Deprecation Policy

Draft for discussion

Whether for APIs or end-user functionality, deprecation should follow a general pattern of flagging and then allowing time for community adaptation. Only after an appropriate time has passed should the deprecated element be removed. The appropriate amount of time will be determined by the case, but a standard measure should be in terms of feature releases - eg. it may be flagged as deprecated for 2.7 and then removed in 2.8.

What counts as appropriate flagging may also vary with the case. Purely technical method deprecation may be handled in the code itself, but deprecation of user-facing functionality should be prominently flagged in the release notes and announced on-list. The deprecated functionality should be disabled by a configuration property that the local institution may override. If the deprecated functionality is an entire tool, it should simply be stealthed.

Deprecation decisions should be arrived at by consensus, and it will be the responsibility of the product council to document these outcomes or help forge this consensus where needed, though in matters of code maintenance the maintenance team should generally be deferred to.
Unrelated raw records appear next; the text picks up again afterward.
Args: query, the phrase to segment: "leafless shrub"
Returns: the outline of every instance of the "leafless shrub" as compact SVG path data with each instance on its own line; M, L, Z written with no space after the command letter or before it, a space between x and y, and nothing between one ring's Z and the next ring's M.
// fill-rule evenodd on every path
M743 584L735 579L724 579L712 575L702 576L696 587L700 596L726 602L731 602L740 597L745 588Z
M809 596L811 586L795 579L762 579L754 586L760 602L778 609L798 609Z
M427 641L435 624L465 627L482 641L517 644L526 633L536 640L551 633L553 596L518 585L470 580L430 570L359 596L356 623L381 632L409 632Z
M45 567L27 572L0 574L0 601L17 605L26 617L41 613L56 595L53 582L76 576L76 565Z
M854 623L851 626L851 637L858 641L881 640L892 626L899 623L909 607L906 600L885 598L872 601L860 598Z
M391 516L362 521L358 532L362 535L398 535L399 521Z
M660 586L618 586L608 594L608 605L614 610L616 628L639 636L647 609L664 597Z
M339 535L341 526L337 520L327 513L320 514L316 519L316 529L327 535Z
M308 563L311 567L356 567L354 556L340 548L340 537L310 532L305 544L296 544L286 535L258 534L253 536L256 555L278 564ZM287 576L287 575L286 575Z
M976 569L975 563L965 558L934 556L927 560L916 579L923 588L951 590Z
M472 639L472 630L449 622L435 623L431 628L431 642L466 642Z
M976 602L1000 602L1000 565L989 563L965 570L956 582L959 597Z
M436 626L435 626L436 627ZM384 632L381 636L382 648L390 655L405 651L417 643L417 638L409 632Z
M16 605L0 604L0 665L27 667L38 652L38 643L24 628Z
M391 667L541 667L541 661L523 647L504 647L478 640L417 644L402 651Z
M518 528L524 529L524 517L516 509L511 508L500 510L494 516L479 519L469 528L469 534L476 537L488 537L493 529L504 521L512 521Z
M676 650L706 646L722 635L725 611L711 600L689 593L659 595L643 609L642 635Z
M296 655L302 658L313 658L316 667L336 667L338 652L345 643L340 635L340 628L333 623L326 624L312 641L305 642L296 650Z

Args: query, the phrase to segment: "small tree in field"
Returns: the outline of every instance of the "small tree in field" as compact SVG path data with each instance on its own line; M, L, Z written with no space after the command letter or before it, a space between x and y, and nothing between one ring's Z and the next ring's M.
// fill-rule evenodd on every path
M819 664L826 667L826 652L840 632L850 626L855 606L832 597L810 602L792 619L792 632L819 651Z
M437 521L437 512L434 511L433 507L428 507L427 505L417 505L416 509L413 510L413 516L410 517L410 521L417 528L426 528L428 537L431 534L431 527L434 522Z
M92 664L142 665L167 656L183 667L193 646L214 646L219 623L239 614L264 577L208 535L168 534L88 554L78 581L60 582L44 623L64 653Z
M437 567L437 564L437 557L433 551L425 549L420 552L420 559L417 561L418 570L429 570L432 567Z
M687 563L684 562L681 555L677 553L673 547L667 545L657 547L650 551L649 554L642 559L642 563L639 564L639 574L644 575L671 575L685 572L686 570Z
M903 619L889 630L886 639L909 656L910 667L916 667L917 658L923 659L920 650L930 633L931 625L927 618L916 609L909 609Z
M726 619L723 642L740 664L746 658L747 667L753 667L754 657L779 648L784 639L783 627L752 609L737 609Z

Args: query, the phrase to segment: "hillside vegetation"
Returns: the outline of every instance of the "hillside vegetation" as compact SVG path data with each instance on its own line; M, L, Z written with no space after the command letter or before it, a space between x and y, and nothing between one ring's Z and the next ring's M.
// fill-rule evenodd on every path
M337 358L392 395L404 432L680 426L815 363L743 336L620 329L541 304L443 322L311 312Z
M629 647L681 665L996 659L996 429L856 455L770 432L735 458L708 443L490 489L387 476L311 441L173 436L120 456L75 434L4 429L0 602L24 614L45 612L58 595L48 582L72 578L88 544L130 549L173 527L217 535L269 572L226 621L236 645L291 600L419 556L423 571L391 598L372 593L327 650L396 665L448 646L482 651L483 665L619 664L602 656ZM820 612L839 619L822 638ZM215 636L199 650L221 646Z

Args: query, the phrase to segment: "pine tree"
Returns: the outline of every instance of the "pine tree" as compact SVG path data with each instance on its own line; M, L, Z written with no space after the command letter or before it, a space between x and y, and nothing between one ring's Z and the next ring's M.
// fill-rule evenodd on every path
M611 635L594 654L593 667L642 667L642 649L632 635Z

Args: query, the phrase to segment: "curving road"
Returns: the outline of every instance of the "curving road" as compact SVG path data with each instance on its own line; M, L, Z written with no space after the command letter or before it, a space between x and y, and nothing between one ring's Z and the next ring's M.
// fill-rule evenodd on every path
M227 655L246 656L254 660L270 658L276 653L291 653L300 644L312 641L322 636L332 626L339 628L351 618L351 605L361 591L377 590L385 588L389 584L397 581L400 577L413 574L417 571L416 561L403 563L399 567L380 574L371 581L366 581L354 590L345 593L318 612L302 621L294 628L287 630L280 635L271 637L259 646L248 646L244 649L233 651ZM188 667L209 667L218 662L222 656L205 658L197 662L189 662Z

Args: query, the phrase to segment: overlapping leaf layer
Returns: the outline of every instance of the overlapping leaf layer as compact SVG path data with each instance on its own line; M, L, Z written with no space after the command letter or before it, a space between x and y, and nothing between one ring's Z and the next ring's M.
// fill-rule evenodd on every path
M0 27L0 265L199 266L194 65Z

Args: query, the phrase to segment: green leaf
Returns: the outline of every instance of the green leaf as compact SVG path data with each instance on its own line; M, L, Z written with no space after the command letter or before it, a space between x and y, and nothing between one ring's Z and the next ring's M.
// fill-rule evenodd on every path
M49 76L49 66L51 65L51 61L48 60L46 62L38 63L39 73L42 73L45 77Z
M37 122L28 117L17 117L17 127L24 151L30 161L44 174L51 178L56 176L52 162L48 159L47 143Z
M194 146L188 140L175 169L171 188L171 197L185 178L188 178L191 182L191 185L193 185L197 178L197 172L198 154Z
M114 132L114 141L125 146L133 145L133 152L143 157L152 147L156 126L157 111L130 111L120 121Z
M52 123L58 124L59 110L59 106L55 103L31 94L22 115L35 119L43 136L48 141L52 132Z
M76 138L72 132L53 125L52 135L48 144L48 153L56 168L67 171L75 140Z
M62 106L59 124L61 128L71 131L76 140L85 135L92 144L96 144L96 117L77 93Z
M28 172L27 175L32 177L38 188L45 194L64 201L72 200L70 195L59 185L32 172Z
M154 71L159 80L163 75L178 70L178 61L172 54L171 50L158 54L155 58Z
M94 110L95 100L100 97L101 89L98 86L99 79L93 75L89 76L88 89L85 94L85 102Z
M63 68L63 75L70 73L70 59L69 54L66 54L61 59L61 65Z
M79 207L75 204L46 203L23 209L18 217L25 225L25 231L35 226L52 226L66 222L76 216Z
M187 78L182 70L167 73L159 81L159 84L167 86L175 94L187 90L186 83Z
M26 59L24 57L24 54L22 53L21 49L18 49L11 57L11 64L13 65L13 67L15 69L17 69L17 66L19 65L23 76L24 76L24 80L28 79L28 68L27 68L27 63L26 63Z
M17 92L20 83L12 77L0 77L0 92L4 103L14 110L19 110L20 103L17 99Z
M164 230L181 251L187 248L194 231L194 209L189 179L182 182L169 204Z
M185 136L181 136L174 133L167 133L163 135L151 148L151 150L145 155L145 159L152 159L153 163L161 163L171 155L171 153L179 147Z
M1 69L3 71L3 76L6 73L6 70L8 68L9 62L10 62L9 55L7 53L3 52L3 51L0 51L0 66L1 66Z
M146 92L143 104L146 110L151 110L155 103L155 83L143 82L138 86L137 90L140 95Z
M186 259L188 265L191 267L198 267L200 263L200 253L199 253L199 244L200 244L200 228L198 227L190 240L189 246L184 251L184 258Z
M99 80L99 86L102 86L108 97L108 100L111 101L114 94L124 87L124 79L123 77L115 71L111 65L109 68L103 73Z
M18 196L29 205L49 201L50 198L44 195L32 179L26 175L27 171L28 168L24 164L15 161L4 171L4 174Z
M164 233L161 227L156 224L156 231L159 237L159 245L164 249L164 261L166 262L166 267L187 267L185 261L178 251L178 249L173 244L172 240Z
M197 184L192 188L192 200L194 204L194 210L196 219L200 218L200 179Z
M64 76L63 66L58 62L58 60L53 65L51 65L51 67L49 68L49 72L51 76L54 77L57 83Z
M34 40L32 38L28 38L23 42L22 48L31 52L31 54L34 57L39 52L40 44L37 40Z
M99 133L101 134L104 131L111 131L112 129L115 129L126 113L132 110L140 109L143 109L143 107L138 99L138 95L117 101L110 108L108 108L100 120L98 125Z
Reasons for deprecation may include:

  • The functionality or code is no longer maintainable, or there are outstanding critical or blocker issues and no community resource is able to help
  • The functionality or code has been superseded by code or capabilities which meet the same requirements in an improved way (according to the consensus view), and the improvement has been demonstrated in production with a full release cycle

Deprecation decisions should happen during the same period in which new tools or capabilities are being considered for inclusion, and both before QA begins for a given release.

NB. If a blocker arises for a new capability during a QA cycle, and no one is available to fix it, the offending code may be simply removed. This is not deprecation.